Quatre albums ne sont pas en 320Kbps :
- Rocks Detroit de 1990 est en VBR environ 160Kbps
- Greatest hits un double de 2004 est en VBR environ 160Kbps
- Live at River Plate de 2011 est en CBR 192Kbps
- Reunion in Dallas de 2016 est en CBR 256Kbps
Tous les autres albums sont bien en CBR 320Kbps
Dans la collection "Complete Vinyl Japan Limited Edition", dans le dossier "1983 - Flick of the switch" il y a aussi l'album "Fly on the wall".

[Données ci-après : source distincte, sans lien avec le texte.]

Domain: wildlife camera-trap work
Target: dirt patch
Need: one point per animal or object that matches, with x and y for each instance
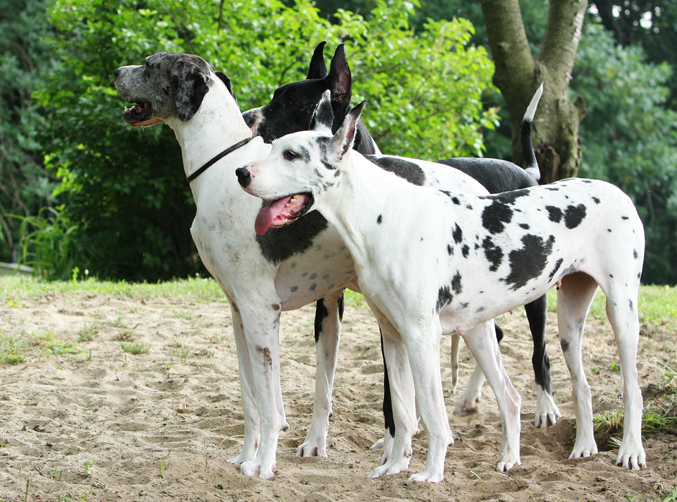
(86, 420)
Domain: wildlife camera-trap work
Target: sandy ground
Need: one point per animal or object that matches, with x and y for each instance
(102, 424)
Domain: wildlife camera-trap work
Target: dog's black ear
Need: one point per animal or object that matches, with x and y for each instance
(224, 78)
(342, 141)
(192, 87)
(339, 82)
(318, 69)
(323, 116)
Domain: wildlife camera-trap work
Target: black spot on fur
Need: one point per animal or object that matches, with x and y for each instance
(574, 215)
(457, 234)
(321, 313)
(493, 253)
(495, 215)
(528, 262)
(444, 298)
(554, 270)
(402, 168)
(456, 283)
(555, 213)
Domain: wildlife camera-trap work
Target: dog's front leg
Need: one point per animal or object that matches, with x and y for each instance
(481, 340)
(328, 315)
(261, 327)
(402, 423)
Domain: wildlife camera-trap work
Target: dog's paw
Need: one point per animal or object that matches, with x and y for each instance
(430, 476)
(467, 403)
(391, 467)
(584, 451)
(254, 469)
(631, 458)
(311, 449)
(547, 412)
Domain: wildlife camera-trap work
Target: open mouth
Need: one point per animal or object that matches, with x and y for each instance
(283, 211)
(140, 115)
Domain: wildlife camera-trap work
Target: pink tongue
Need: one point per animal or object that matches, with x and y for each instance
(268, 214)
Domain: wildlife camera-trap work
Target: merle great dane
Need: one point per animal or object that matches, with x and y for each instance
(291, 109)
(261, 275)
(577, 233)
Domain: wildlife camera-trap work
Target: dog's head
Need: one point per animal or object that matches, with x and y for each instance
(293, 104)
(302, 168)
(169, 85)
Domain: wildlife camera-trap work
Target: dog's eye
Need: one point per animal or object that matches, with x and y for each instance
(290, 155)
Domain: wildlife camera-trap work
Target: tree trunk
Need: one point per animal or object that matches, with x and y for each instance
(518, 74)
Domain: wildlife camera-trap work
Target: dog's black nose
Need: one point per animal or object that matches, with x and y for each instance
(243, 176)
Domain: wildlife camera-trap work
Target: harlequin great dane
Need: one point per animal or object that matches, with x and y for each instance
(261, 275)
(436, 262)
(291, 109)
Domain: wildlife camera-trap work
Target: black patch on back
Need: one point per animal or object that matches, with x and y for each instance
(528, 262)
(279, 244)
(495, 215)
(402, 168)
(493, 253)
(555, 213)
(457, 234)
(574, 215)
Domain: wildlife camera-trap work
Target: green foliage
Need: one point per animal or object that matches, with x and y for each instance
(121, 187)
(24, 184)
(630, 139)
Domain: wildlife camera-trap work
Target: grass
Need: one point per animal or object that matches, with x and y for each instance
(14, 289)
(135, 348)
(11, 348)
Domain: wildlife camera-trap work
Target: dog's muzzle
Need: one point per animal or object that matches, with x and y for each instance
(244, 177)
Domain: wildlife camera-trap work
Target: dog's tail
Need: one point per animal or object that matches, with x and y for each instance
(527, 147)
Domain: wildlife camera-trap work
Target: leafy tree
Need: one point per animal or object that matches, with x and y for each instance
(630, 138)
(125, 211)
(25, 187)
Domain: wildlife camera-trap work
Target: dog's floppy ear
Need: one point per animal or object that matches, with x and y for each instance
(343, 140)
(339, 82)
(318, 69)
(224, 78)
(192, 87)
(323, 116)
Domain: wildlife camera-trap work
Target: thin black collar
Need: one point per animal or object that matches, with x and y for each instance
(215, 159)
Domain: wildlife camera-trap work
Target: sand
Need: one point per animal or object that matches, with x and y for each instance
(100, 424)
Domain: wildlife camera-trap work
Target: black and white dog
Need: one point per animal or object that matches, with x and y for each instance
(262, 275)
(435, 262)
(291, 109)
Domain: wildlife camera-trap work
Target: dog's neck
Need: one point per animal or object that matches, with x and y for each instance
(353, 208)
(217, 125)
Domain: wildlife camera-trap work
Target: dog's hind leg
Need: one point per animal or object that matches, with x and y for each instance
(574, 298)
(621, 308)
(328, 316)
(547, 412)
(252, 425)
(481, 340)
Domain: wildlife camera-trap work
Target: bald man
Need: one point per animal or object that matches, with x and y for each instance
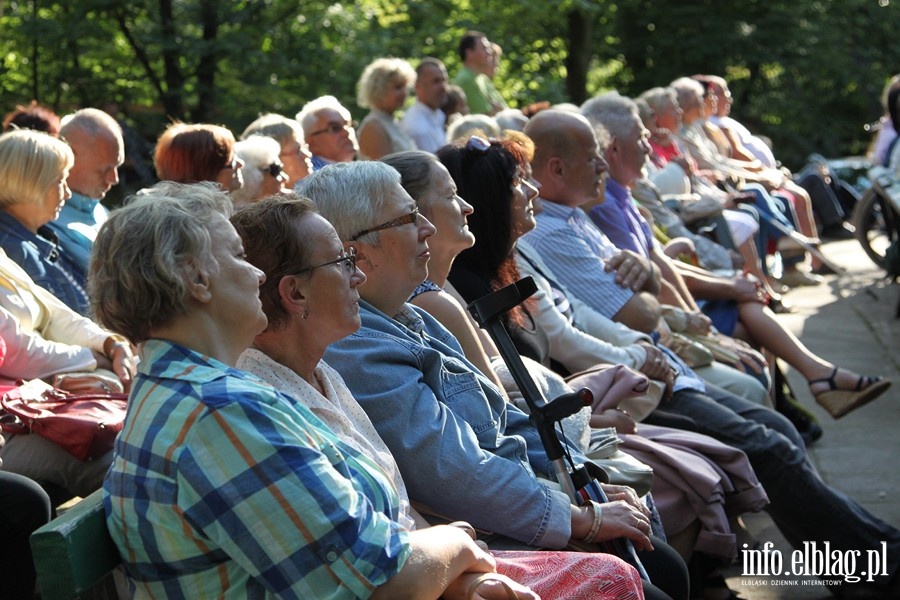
(569, 167)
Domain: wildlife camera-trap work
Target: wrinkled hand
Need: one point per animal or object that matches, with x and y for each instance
(614, 417)
(698, 323)
(119, 357)
(656, 365)
(489, 590)
(750, 359)
(632, 270)
(621, 519)
(747, 290)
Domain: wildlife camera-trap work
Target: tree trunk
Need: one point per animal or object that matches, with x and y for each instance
(578, 58)
(206, 68)
(172, 97)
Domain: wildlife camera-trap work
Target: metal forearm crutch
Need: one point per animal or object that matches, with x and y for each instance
(574, 479)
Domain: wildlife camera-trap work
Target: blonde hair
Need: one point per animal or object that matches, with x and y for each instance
(30, 163)
(376, 78)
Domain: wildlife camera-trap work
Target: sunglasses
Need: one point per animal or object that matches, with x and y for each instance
(347, 260)
(406, 219)
(275, 169)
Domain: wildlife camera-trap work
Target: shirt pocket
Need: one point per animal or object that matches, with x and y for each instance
(463, 394)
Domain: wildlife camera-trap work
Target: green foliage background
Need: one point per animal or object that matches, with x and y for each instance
(806, 73)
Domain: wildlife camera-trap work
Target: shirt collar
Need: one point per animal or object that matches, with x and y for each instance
(81, 202)
(617, 191)
(168, 360)
(559, 211)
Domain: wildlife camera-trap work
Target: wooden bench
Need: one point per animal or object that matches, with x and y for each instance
(74, 555)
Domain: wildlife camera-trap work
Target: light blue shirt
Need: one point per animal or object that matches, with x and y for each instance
(463, 451)
(76, 227)
(223, 487)
(576, 251)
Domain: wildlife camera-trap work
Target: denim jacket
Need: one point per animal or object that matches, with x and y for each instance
(462, 450)
(41, 258)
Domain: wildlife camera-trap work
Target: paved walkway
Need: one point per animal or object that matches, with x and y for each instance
(850, 321)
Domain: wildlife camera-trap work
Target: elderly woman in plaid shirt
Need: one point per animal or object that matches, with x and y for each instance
(221, 486)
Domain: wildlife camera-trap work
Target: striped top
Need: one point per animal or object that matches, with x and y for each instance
(222, 487)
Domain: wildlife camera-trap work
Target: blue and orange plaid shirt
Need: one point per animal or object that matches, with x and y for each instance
(222, 487)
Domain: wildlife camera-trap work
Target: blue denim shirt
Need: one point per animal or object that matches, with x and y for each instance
(462, 450)
(40, 257)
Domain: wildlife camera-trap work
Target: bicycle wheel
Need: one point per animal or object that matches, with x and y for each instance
(875, 224)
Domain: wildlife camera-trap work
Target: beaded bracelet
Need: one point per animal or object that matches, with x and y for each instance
(597, 511)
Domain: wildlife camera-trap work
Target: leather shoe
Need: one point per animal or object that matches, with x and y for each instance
(823, 269)
(838, 231)
(798, 278)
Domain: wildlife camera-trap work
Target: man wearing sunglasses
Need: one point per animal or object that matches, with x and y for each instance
(329, 131)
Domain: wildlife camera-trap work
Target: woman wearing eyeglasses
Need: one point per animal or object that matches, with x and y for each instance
(197, 152)
(263, 172)
(311, 300)
(383, 87)
(464, 452)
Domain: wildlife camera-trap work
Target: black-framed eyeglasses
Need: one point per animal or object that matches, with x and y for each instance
(232, 164)
(333, 128)
(412, 217)
(275, 169)
(347, 260)
(477, 143)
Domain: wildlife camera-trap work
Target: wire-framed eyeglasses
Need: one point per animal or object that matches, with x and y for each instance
(412, 217)
(273, 169)
(347, 260)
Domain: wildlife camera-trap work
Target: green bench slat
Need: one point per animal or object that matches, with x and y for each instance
(74, 552)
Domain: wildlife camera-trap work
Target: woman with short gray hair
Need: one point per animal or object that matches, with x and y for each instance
(264, 172)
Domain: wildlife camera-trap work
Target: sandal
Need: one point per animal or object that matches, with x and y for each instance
(839, 402)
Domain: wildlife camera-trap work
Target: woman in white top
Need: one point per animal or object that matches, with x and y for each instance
(44, 337)
(383, 87)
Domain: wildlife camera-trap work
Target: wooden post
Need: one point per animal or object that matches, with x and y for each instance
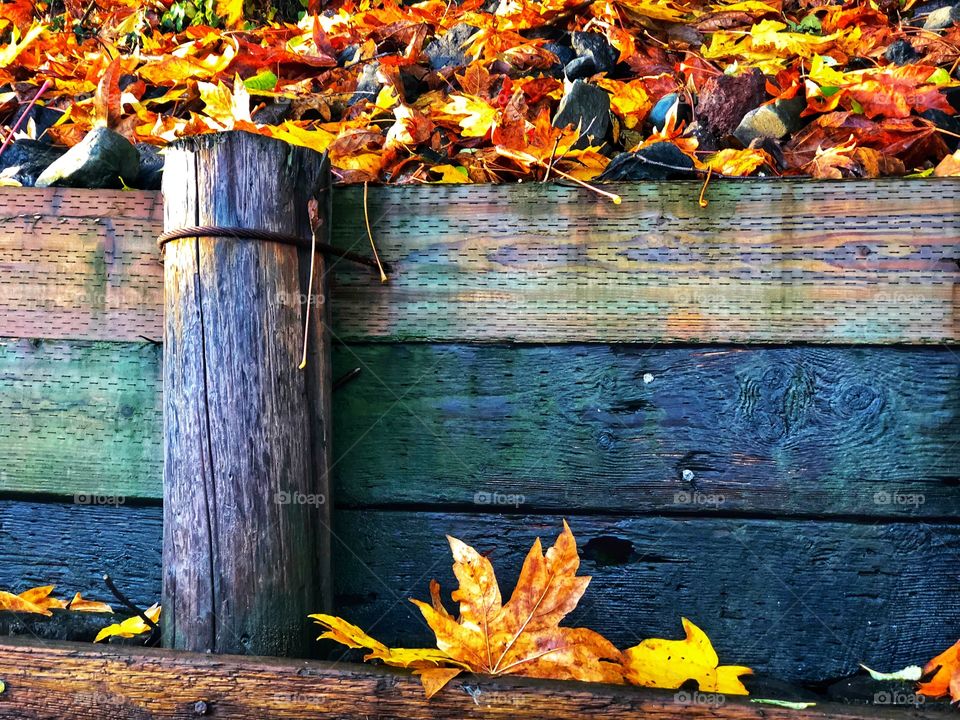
(246, 433)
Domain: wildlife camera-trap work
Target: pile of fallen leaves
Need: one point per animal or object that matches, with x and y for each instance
(497, 90)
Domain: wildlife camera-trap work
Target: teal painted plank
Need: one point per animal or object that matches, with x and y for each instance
(765, 262)
(785, 431)
(81, 418)
(795, 600)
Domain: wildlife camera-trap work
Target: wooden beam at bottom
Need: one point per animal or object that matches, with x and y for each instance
(83, 682)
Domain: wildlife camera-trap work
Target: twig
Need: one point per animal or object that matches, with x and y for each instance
(126, 602)
(366, 218)
(527, 158)
(313, 211)
(553, 154)
(23, 115)
(706, 181)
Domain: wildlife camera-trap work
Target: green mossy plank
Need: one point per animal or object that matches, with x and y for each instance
(786, 431)
(81, 418)
(626, 429)
(796, 600)
(765, 262)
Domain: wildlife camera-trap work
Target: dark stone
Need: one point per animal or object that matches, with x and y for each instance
(901, 52)
(580, 68)
(151, 167)
(774, 121)
(942, 18)
(25, 160)
(596, 47)
(660, 161)
(100, 160)
(725, 99)
(447, 50)
(947, 122)
(368, 86)
(587, 107)
(273, 113)
(43, 118)
(349, 55)
(563, 53)
(953, 97)
(658, 115)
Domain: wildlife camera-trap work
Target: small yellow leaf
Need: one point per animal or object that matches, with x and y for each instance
(15, 603)
(670, 663)
(131, 627)
(78, 604)
(435, 679)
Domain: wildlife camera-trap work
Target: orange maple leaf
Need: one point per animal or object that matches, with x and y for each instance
(946, 675)
(523, 636)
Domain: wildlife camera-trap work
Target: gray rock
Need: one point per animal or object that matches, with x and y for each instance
(587, 107)
(901, 52)
(273, 113)
(947, 122)
(151, 167)
(658, 115)
(774, 121)
(579, 68)
(25, 160)
(100, 160)
(725, 99)
(368, 86)
(596, 47)
(942, 18)
(447, 50)
(563, 53)
(660, 161)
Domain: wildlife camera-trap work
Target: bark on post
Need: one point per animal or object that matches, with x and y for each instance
(246, 433)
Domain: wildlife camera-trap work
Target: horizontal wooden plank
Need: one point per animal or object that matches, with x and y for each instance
(802, 601)
(796, 600)
(80, 277)
(73, 545)
(81, 418)
(872, 262)
(858, 262)
(790, 431)
(144, 205)
(50, 681)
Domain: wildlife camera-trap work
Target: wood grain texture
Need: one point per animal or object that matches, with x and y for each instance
(80, 266)
(787, 431)
(245, 440)
(73, 545)
(858, 262)
(50, 681)
(794, 600)
(801, 601)
(626, 429)
(81, 417)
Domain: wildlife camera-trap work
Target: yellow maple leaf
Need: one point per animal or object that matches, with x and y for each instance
(946, 675)
(523, 636)
(475, 115)
(17, 603)
(670, 663)
(131, 627)
(231, 12)
(520, 637)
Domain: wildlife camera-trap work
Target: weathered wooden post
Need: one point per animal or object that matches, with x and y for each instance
(246, 433)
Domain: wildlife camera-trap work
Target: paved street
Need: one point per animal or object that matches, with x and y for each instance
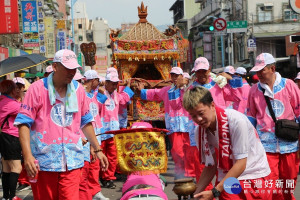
(115, 194)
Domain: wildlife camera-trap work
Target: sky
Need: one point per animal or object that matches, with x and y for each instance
(117, 12)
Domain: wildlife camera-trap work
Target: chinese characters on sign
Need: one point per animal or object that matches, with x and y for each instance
(9, 23)
(30, 24)
(49, 37)
(270, 186)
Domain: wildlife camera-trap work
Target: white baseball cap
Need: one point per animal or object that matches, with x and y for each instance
(262, 60)
(49, 69)
(91, 74)
(229, 69)
(201, 63)
(67, 58)
(113, 77)
(298, 76)
(18, 80)
(176, 70)
(241, 71)
(186, 75)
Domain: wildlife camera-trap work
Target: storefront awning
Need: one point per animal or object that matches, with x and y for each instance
(273, 34)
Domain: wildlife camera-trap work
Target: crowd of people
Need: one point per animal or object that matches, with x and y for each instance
(219, 125)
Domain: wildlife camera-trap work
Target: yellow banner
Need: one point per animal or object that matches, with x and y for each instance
(141, 151)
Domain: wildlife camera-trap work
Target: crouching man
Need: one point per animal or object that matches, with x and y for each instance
(229, 147)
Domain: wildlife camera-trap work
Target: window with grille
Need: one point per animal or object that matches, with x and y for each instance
(288, 13)
(265, 13)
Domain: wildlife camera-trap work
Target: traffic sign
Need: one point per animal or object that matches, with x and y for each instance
(251, 44)
(237, 26)
(220, 24)
(220, 33)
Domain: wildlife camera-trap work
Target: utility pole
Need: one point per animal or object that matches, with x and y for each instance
(234, 43)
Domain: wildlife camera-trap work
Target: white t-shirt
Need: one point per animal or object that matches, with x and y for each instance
(245, 143)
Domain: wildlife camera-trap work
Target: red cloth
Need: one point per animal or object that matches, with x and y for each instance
(249, 193)
(179, 141)
(84, 190)
(57, 185)
(23, 178)
(109, 149)
(93, 177)
(286, 167)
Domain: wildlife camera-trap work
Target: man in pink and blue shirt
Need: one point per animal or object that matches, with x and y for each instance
(176, 118)
(91, 83)
(285, 100)
(51, 116)
(110, 101)
(220, 95)
(241, 106)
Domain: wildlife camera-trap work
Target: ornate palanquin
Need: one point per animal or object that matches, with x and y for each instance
(145, 52)
(141, 150)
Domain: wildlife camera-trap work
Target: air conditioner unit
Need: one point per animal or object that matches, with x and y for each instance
(267, 8)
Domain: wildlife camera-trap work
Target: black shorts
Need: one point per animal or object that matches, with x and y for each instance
(10, 147)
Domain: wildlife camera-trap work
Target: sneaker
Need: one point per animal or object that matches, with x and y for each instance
(99, 196)
(16, 198)
(111, 185)
(23, 187)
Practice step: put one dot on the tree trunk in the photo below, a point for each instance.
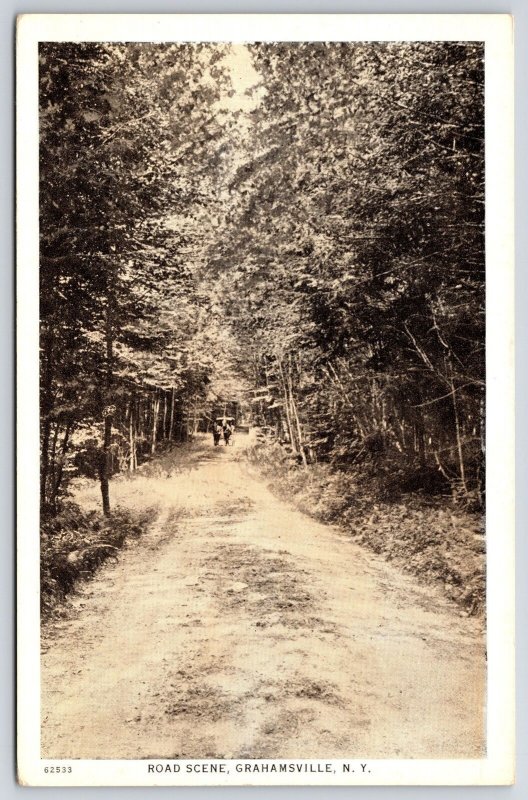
(131, 437)
(155, 410)
(287, 409)
(104, 464)
(104, 458)
(64, 448)
(296, 418)
(458, 439)
(171, 419)
(45, 412)
(164, 414)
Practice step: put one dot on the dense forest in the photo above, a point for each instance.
(295, 227)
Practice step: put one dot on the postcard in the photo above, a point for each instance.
(265, 400)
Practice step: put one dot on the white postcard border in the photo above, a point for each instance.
(497, 32)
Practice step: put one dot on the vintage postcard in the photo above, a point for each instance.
(265, 399)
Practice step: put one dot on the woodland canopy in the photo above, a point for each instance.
(297, 228)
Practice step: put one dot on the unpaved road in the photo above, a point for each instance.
(239, 628)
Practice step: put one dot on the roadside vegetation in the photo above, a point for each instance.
(305, 253)
(429, 536)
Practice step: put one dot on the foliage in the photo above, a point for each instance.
(74, 544)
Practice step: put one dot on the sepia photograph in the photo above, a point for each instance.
(262, 405)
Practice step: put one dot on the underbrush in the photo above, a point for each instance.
(74, 543)
(428, 536)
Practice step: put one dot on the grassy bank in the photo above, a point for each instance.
(429, 537)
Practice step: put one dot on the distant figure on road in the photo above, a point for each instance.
(217, 433)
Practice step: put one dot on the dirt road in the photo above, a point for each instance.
(240, 628)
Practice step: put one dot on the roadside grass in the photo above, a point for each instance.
(430, 537)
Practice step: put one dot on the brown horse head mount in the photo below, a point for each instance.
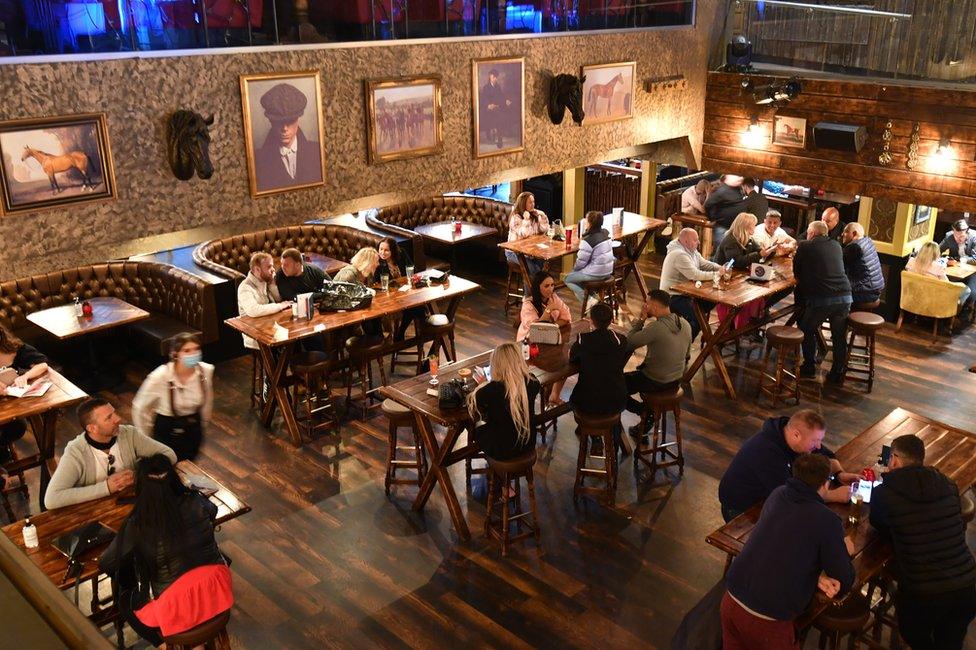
(566, 91)
(188, 144)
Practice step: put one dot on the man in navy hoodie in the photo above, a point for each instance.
(797, 546)
(764, 462)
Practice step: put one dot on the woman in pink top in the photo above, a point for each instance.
(543, 305)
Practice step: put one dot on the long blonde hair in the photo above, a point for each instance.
(740, 227)
(508, 367)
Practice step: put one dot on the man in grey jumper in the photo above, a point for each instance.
(99, 462)
(666, 338)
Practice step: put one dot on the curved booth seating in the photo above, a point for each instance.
(229, 257)
(177, 300)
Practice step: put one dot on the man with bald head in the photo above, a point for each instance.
(862, 265)
(682, 263)
(823, 293)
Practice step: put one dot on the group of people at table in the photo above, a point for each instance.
(170, 536)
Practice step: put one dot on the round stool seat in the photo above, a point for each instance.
(850, 615)
(864, 321)
(783, 335)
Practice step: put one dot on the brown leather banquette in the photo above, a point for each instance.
(230, 257)
(177, 300)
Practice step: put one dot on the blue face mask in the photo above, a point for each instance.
(192, 360)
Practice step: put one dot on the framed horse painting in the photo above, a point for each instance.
(608, 92)
(55, 161)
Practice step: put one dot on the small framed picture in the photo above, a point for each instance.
(498, 105)
(790, 131)
(404, 118)
(608, 92)
(50, 162)
(283, 131)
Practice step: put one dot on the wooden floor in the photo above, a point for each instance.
(325, 559)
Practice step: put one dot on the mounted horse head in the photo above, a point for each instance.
(188, 145)
(566, 91)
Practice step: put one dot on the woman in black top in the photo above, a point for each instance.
(504, 405)
(29, 364)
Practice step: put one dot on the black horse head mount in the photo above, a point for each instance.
(188, 145)
(566, 91)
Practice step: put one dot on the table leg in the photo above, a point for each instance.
(438, 472)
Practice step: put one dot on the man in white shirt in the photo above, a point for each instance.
(257, 295)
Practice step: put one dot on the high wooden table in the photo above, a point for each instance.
(42, 412)
(549, 366)
(541, 248)
(735, 293)
(952, 451)
(263, 329)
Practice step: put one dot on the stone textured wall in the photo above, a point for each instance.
(155, 211)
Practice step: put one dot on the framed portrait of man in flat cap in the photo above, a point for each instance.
(283, 131)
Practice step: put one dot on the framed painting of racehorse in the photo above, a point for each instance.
(404, 118)
(498, 105)
(608, 92)
(55, 161)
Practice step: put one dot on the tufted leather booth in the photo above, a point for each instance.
(230, 257)
(177, 300)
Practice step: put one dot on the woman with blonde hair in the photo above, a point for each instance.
(502, 407)
(525, 221)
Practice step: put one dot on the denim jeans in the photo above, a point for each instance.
(575, 279)
(811, 319)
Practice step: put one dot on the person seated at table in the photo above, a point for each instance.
(525, 221)
(175, 401)
(30, 365)
(683, 263)
(164, 561)
(797, 547)
(100, 460)
(298, 276)
(773, 234)
(595, 259)
(543, 305)
(257, 294)
(823, 293)
(862, 264)
(502, 408)
(918, 508)
(763, 462)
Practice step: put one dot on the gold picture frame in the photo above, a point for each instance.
(499, 127)
(601, 79)
(268, 170)
(67, 156)
(403, 132)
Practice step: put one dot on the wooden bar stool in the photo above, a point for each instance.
(310, 371)
(503, 474)
(212, 635)
(860, 357)
(401, 416)
(590, 428)
(784, 383)
(658, 405)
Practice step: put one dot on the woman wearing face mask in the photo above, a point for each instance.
(174, 403)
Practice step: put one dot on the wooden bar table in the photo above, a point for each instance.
(735, 293)
(42, 413)
(952, 451)
(290, 332)
(550, 365)
(541, 248)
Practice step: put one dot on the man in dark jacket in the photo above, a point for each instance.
(797, 546)
(824, 294)
(764, 462)
(862, 265)
(918, 508)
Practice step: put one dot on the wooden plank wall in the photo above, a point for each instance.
(940, 113)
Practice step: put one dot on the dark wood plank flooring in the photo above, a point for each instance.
(326, 560)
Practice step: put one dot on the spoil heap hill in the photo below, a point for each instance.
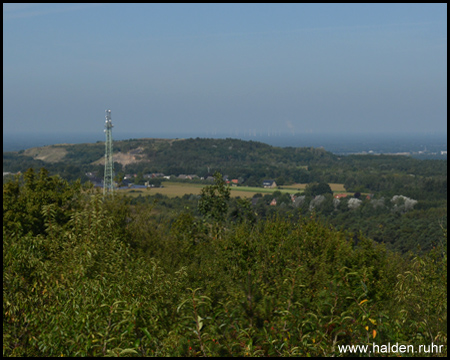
(249, 161)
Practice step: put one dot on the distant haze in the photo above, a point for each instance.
(225, 68)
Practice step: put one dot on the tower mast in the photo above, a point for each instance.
(108, 186)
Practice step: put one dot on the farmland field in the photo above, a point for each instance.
(174, 189)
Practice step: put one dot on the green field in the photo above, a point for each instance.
(174, 189)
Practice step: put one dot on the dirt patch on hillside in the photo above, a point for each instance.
(131, 157)
(49, 154)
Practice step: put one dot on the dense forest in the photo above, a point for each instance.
(406, 208)
(87, 275)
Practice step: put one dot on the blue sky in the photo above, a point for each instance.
(196, 68)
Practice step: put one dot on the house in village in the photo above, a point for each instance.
(269, 184)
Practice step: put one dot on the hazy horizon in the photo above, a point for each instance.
(225, 68)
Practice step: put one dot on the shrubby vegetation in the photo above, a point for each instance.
(85, 275)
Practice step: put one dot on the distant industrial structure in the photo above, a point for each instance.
(108, 182)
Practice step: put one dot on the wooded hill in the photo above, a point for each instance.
(85, 275)
(248, 160)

A l'attention de ceux pour qui CBR, VBR, Kbps sont du Chinois ou éventuellement des modèles de motos
la numérisation des sons a été définie lorsqu'est sorti le CD, dans les années 80, à l'initiative de Philips et Sony :
échantillonnage à 44,1KHz avec une profondeur de 16 bits, et cela en double pour la stéréo : en clair, on mesure le son tous les 1/44100millièmes de seconde, et on stocke la valeur mesurée à l'aide de 16 bits (soit 65536 valeurs possibles), cela en double pour la stéréo ; pour ceux qui veulent faire le calcul, cela donne un débit de 1378 kilo bits par seconde, soit écrit en chinois 1378Kbps.
Ca, c'est en brut, et c'est exactement ce qui est stocké sur un CD musical, ou dans un fichier son d'extension wav. Puis, même évolution que pour les images, on a cherché à réduire ce débit "encombrant", et moyennant quelques approximations, on s'est mis à compresser ces énormes fichiers de son, le résultat le plus connu étant le mp3 ; notez, et c'est important, que la compression mp3 est destructive, cad qu'à partir d'un mp3, il est impossible de retrouver la qualité d'origine, juste on s'en approche du mieux qu'on peut.
Lorsqu'on compresse en mp3, il y a 2 méthodes : CBR (constant bit rate=débit constant) et VBR (variable bit rate=débit variable) ; dans les programmes de compression, on a ensuite un réglage de l'équilibre entre taux de compression et qualité : plus on compresse (plus le débit est faible), plus on dégrade la qualité.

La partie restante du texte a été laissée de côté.